To address the behaviour, we must treat the cause of the behaviour.

Imagine you are on a merry-go-round.  And this merry-go-round is getting faster and faster.  Where is the safest place to be while still on it?  Where will the centrifugal forces least affect you?  Yes, in the middle or centre of the merry-go-round.  Those who are on the periphery or outside of this spinning merry-go-round eventually find themselves under such strain and pressure that they ultimately fall off.  Those who move to its centre find themselves largely unaffected. 

If we compare this merry-go-round to leadership in an ever changing and dynamic world, where the outside of the merry-go-round is comparable to behaviour displayed, we find those who constantly dabble in behaviour studies falling off because they never move to the core of the behaviours that make others successful or not.

True adoption and inculcation of behaviours can only happen if these behaviours “fit” what is happening at the core.

We here at Leadership Platform call this L.Psych™ or Leadership Psychology – addressing core issues with core principles for sustainable change and leadership development.

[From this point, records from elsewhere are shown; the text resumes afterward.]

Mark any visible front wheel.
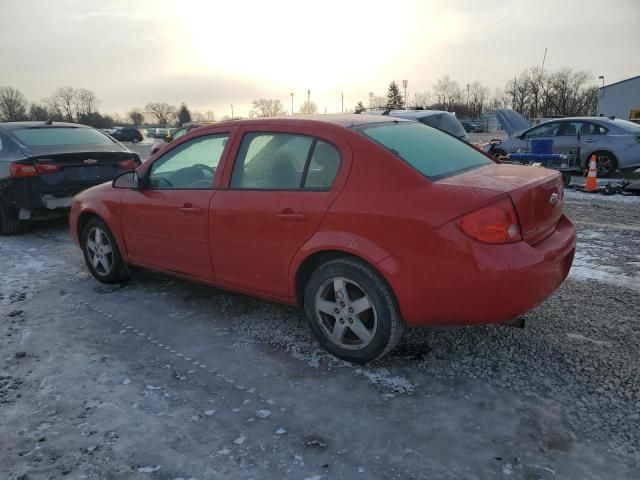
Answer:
[82,218,129,283]
[585,152,618,178]
[304,258,404,363]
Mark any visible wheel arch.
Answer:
[293,248,397,307]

We need to address the “Why?” behind the behaviour, not just the behaviour itself.

Missing Item #2

When you pick up a book written by other people that addresses what a leader does to make them a success, and you attempt to adopt the suggested actions as your own, except many of the things he or she does conflicts with who you fundamentally are, what happens? 

If who we are does not match or fit what we are attempting to do, we will eventually give up and move on. 

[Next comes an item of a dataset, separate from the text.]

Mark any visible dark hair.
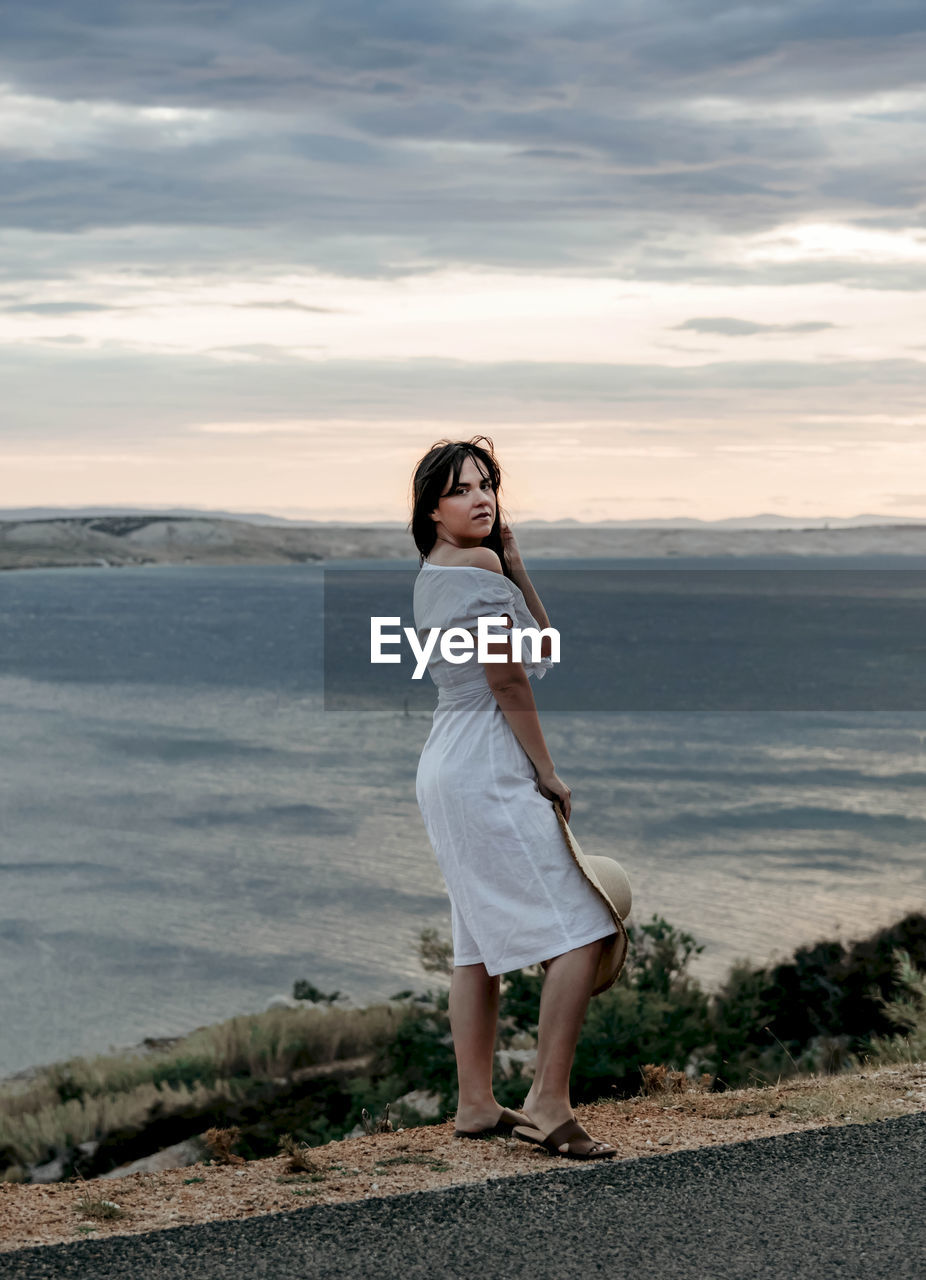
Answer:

A simple example of this principle might be if an honest person finds himself in an environment or job where he or she is pressured to lie to customers on an ongoing basis.  This honest person will eventually be so unhappy that they will either need to leave that environment and find some place that suits who they are, or they must change who they are.

So too it is with suggestions these books make.  Again, please don’t misunderstand me, these books do in fact help us to find what works but it is a process of trial and error that can take years, or even a lifetime…and a heck of a lot of reading and mistake making.

What we do must match who we are or one or the other must and will change.   

But it goes deeper than that still:  “Most people are other people.  Their thoughts are someone else’s opinions, their lives a mimicry, their passions a quotation.”  Oscar Wilde, De Profundis, 1905

To truly influence one must be authentic, and true authenticity comes as a result of alignment of who we are with what we say and do.  Leadership authenticity requires one to be able to understand who they really are, and how this impacts and correlates with what they say and do as leaders.  We refer to the process of discovering this as uncovering your LE’s – your Life and Leadership Essences.

It is only once these fundamentals are understood, in place, or have been addressed, that one can then begin to build authentic leadership.

Too many people forget about creating a solid foundation first, and so they are in a constant state of readdressing and rebuilding.

Missing Item #3

But what is leadership?  How do we define it?  What is the underlying, underpinning golden thread that can be found in every author’s definition?  What is the universal truth about leadership?

We have shared our definition time and again in this column, but every time I am able to share it with someone, I further appreciate its simplicity and depth. 

Whether you are a recently promoted manager of three people or a long time CEO of thousands, a rugby or cricket captain, or a principal of a school, your primary function is to move whomever/whatever you find within your sphere of influence.

Our definition, and fundamental to any organisational or individual leadership journey we are brought in to augment, is that leaders are in the business of movement.  It is that simple. 

If you keep that constantly in your mind, and consciously engage how to do so, you suddenly take a very big step upwards to becoming a very good, potentially extraordinary leader.

A final word on big books and quick fixes:  “Leadership cannot be learnt in a classroom or in a lecture, it can only be learnt by living certain values and principles, and living these values and principles does not come without a cost.”